Adds ParMETIS repartitioning to calculate the new cell graph across all the MPI nodes.
ParMETIS also has methods that refine an existing solution, not just create a new one, which can be used to reduce the amount of particle movement.
As part of this work we are reducing the number of repartitioning techniques offered (these tend to give marginally worse solutions in tests) to "costs/costs", "costs/none", "none/costs" and "costs/time", that is balanced, vertex only, edge only and edges weighted by the expected time of next updates.
Initially this work intended to remove support for METIS, but testing the actual runtimes shows that that produces the best balance, so we are keeping that and offering it as a continuing option, just enhanced by the ParMETIS options. This may prove to be a better choice at larger scales than our current simulations.
Other significant updates in this request:

initial partitioning schemes given more obvious names:
 grid, region, memory or vectorized region balances by volume, and memory by particle distribution, the others are only interesting when (Par)METIS is not available.

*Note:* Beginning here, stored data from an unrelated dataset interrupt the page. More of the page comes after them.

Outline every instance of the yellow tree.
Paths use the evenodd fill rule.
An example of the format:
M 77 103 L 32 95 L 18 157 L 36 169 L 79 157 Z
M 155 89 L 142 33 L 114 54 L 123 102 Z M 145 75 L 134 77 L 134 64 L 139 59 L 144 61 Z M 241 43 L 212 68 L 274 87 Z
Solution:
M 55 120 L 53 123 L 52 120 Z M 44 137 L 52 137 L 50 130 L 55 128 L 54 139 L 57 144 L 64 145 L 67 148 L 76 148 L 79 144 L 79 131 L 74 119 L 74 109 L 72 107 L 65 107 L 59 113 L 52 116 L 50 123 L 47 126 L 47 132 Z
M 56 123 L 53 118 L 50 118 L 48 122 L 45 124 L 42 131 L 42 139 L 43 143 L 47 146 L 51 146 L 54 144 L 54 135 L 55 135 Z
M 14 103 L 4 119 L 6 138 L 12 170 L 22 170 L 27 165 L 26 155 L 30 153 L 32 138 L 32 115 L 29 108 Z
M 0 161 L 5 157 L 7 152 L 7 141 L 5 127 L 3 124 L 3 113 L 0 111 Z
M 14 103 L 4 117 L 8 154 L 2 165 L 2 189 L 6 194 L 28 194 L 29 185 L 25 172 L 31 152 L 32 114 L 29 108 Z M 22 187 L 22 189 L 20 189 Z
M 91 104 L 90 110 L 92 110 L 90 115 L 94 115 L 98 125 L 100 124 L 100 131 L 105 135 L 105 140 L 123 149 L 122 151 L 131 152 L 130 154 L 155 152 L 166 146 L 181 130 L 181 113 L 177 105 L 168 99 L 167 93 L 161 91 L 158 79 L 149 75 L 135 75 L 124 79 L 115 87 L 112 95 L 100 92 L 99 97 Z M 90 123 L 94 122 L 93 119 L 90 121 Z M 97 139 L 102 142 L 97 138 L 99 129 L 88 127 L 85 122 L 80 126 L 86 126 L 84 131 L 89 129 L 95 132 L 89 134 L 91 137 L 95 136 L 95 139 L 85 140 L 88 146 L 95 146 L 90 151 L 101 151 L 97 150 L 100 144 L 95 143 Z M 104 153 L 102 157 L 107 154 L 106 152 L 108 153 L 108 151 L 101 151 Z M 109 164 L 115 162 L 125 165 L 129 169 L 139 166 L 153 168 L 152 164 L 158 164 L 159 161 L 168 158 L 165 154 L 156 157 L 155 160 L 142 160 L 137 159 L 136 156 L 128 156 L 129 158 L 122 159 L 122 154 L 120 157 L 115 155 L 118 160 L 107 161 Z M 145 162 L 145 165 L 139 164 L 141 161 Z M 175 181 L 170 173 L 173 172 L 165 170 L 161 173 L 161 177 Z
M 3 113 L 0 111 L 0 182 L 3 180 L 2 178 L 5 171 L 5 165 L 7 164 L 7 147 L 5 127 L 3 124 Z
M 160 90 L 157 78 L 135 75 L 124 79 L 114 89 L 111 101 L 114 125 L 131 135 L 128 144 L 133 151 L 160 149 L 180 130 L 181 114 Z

weights are now calculated using floats and the sum is scaled into the range of
idx_t
. That should avoid integer overflow issues. 
Weights are no longer used from any MPI tasks. The position of these is strictly a free parameter of the solution.

The balance of weights between vertices and timebins is defined as an equipartition. Previously the limits were matched.

new clocks function
clocks_random_seed
to return "random" seeds based on the remainder of the current number of nanoseconds.